Por tamara.coimbra

Rússia - Um suspeito checheno de assassinar o líder da oposição russa Boris Nemtsov é um "profundo crente" que ficou chocado com as charges do Charlie Hebdo do profeta Maomé, disse o líder checheno Ramzan Kadyrov no domingo.

Investigadores russos disseram na semana passada que estavam analisando a possibilidade de que militantes islâmicos tinham assassinado a tiros Nemtsov, um liberal, por sua defesa das charges no jornal semanal satírico francês Charlie Hebdo.

"Todos que conhecem Zaur (Dadayev) confirmam que ele é um crente profundo e também que ele, como todos os muçulmanos, ficou chocado com as atividades de Charlie e comentários de apoio aos desenhos", escreveu Kadyrov em sua conta no Instagram.

Kadyrov também confirmou que Dadayev, um dos cinco suspeitos detidos por suposto envolvimento no assassinato de Nemtsov em 27 de fevereiro, foi um membro da polícia chechena e chegou a ser condecorado por bravura.
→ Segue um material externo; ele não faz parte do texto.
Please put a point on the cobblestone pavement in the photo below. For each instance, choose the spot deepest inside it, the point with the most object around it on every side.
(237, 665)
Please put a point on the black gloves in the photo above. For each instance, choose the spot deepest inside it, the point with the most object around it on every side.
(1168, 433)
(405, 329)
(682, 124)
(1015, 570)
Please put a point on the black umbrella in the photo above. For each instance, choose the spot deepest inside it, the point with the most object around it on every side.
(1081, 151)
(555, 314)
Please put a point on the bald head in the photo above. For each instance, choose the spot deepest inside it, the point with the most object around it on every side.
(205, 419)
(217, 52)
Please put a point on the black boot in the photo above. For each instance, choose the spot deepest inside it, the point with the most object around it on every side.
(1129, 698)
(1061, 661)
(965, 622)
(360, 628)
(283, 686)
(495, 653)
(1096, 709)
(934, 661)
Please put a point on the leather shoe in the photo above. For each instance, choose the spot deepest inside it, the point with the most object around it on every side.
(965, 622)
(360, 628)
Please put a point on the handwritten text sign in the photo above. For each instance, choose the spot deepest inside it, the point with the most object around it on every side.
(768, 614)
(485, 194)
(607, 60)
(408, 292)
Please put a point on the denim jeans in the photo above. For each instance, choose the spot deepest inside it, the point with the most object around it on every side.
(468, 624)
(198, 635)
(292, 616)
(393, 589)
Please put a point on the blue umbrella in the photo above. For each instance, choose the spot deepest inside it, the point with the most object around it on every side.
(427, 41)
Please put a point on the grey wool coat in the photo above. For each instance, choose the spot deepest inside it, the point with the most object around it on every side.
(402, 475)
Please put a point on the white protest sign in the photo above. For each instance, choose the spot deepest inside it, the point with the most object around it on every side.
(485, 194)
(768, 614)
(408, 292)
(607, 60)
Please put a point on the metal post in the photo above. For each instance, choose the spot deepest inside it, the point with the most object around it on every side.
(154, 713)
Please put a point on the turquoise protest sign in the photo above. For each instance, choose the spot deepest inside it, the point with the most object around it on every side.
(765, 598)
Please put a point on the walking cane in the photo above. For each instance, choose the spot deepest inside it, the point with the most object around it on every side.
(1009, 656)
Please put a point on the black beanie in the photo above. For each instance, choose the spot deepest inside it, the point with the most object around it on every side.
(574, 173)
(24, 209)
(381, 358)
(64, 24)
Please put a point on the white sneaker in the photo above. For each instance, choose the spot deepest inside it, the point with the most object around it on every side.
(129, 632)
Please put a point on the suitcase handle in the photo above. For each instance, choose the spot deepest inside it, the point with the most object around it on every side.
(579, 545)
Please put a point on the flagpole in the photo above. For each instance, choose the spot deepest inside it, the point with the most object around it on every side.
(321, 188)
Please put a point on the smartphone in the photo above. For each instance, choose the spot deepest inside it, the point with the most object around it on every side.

Suspeito confessa envolvimento no assassinato

O checheno Zaur Dadaev, um dos cinco detidos pelo assassinato do opositor liberal russo Boris Nemtsov, confessou neste domingo seu envolvimento no crime.

"Dadaev admitiu envolvimento no crime. A culpabilidade de Dadaev fica corroborada por sua confissão", disse a juíza do caso, Natalia Mushnikova, às agências de notícias locais. Por isso, acrescentou ela, "há motivos para adotar medidas cautelares", em relação à ordem de manter sob prisão preventiva o acusado até 28 de abril.

Funeral do líder de oposição da Rússia Boris Nemtsov%2C morto com quatro tiros nas costas em MoscouEFE

Dadaev, que foi detido neste sábado, afirmou que está desempregado e pediu ao juiz que não determinasse sua prisão. "Nunca antes fui acusado penalmente. Espero que meu caso seja tratado com justiça", disse.

Antes, os instrutores que investigam o caso de assassinato apresentaram acusações formais contra Dadaev e Anzor Gubashev, que negou qualquer envolvimento no assassinato. No total, as forças de segurança detiveram cinco pessoas, três delas neste sábado — Dadaev, Gubashev e seu irmão Shaguid — e duas nas últimas horas, Ramzat Bakhaev e Tamerlan Eskerkhanov.

Os três últimos, que "mantêm o status de suspeitos", segundo informou à imprensa local uma porta-voz do Tribunal Basmanni, de Moscou, também defenderam sua inocência.

"Os detidos negam estar envolvidos no crime, mas a investigação tem provas de sua participação", afirmou um representante da Corte. O Tribunal ordenou que os três sejam colocados em regime de prisão preventiva, também até 28 de abril, por temor de que fujam, exerçam pressão sobre os investigadores ou ameacem outras testemunhas.

Tanto o advogado da família de Nemtsov como outros opositores, deputados e defensores dos direitos humanos pediram às autoridades que encontrem não só os autores materiais do crime, mas também possíveis mentores. Os correligionários de Nemtsov acusam o Kremlin não de apertar o gatilho, nem de encomendar o assassinato, mas de criar o ambiente para o crime ao plantar a "semente do ódio" contra os que criticam a anexação da Crimeia e se opõem à ingerência militar na Ucrânia.